Le proiezioni prevedevano la presenza di 30 milioni di visitatori, e come riportato dal Sole 24 Ore, si stimava la creazione di 11 mila nuove aziende e la generazione di 300 mila posti di lavoro. L’impatto economico, insieme alle opportunità di sviluppo industriale e occupazionale, costituiva una motivazione di peso per la candidatura di Roma all’Expo 2030.

I progetti saltati: tra la riqualificazione di Tor Vergata al corridoio verde

Sul fronte infrastrutturale, il progetto romano intitolato “Persone e Territori: Rigenerazione, Inclusione e Innovazione” mirava a una trasformazione completa dell’area del quadrante Est della città. Questa zona ospita attualmente lo scheletro delle Vele di Calatrava, un’imponente struttura incompiuta progettata dall’archistar per i Mondiali di nuoto del 2009. Mentre una parte di questa area è già destinataria di fondi per il Giubileo 2025, l’inclusione di Roma nell’Expo 2030 avrebbe significato una reale rinascita, poiché il masterplan prevedeva la creazione dell’Expo Village proprio in questo luogo, che avrebbe costituito il cuore pulsante del sito espositivo.

Il sito espositivo era concepito con una suddivisione in tre aree distintive: la Città, il Boulevard e il Parco, delineando una graduale transizione da Ovest a Est tra il mondo artificiale e quello naturale. Il progetto prevedeva una serie di nuove connessioni di trasporto e mobilità tra l’Esposizione e Tor Vergata, incluso un lungo corridoio verde che avrebbe collegato l’evento agli adiacenti siti archeologici della via Appia, nonché agli altri edifici e monumenti storici della Capitale.

Dopo la conclusione dell’Esposizione Universale, l’Expo Village avrebbe trovato una nuova vita come un’estensione del campus dell’Università di Tor Vergata. Il Boulevard, identificato come l’asse pedonale centrale, avrebbe costituito un percorso attraverso tutti i padiglioni nazionali, offrendo un’esperienza fluida e coinvolgente per i visitatori. Infine, la sezione del Parco a Est sarebbe stata caratterizzata da una vegetazione rigogliosa e arricchita da padiglioni tematici, tra cui spiccava “Pale Blue Dot”, dedicato alla diffusione della conoscenza del mondo naturale.

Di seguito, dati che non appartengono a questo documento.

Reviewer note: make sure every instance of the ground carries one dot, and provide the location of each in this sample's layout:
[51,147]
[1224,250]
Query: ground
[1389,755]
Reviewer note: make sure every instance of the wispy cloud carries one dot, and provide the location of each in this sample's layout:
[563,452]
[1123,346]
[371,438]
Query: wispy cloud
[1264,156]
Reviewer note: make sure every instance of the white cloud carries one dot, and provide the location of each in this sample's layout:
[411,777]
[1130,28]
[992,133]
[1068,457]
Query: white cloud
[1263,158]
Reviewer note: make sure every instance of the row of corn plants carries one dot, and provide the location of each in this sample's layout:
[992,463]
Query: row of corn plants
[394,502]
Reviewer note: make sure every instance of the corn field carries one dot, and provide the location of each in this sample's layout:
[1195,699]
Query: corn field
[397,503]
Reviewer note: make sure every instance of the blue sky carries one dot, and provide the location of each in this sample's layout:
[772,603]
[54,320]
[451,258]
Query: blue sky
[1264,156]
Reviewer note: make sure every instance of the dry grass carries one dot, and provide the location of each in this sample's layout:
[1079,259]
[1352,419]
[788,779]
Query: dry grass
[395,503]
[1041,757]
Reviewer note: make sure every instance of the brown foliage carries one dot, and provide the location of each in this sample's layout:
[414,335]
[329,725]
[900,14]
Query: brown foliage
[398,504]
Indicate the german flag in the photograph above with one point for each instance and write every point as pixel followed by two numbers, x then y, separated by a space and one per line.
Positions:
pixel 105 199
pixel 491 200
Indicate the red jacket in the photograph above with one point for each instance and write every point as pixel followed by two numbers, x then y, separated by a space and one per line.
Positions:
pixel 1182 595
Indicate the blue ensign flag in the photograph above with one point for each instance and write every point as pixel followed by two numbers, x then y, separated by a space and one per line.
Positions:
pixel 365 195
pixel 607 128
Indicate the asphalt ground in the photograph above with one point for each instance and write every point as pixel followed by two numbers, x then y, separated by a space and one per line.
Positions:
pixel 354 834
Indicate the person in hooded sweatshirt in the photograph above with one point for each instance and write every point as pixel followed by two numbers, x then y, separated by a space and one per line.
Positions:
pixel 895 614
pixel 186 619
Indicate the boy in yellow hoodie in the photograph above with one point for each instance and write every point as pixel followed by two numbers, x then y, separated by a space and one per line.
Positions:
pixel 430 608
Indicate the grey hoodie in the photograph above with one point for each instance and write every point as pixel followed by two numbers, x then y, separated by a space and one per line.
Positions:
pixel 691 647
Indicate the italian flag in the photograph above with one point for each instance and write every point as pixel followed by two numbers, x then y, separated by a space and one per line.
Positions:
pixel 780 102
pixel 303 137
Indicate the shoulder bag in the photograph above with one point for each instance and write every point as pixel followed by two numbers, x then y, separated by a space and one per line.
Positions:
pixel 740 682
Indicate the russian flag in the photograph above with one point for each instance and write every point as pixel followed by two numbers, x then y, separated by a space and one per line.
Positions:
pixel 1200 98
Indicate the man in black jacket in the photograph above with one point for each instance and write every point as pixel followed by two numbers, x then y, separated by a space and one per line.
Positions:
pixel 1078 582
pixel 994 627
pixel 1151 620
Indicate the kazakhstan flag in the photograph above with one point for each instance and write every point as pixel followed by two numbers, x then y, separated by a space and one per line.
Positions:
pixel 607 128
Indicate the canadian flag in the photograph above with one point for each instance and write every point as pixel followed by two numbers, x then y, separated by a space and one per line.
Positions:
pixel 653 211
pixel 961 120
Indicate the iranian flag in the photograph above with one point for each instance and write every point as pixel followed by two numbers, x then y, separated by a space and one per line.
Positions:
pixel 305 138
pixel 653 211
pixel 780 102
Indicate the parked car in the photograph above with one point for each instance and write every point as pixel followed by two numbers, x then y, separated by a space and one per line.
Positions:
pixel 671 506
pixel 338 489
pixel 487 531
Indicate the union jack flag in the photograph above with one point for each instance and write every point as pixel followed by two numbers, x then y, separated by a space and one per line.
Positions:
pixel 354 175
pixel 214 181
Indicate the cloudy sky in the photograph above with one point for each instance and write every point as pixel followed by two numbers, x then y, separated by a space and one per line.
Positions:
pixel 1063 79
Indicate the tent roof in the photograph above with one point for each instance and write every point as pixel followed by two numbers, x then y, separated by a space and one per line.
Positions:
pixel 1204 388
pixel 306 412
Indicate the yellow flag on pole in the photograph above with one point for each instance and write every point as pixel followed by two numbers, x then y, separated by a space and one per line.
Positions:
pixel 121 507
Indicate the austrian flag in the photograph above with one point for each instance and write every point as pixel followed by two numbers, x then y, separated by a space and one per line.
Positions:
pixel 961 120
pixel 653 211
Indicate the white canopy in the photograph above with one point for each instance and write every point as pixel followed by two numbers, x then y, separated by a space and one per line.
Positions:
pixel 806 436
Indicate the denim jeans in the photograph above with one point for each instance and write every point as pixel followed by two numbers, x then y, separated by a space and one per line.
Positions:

Addio anche al parco solare urbano

Il cuore verde di Expo avrebbe potuto essere il parco solare urbano più grande al mondo aperto al pubblico, con una estensione di 150.000 metri quadrati e una capacità produttiva di picco di 36 Mega Watt. Questo eccezionale parco avrebbe ospitato centinaia di “alberi energetici” unici, caratterizzati dalla capacità di aprire e chiudere i loro pannelli durante il giorno. Questo movimento non solo avrebbe consentito la raccolta di energia solare, ma avrebbe anche offerto ombra ai visitatori. Inoltre, avrebbe donato all’intera infrastruttura di Expo un aspetto pittoresco a mosaico.

La rete energetica del parco sarebbe stata integrata dal padiglione “Eco-system 0.0”, l’edificio più alto dell’Expo. Questa struttura avrebbe utilizzato un sistema di raffreddamento basato sull’evaporazione, contribuendo a rendere sostenibile e innovativa l’intera esposizione. Insieme, il parco solare e il padiglione avrebbero rappresentato un modello esemplare di sostenibilità e tecnologia all’avanguardia.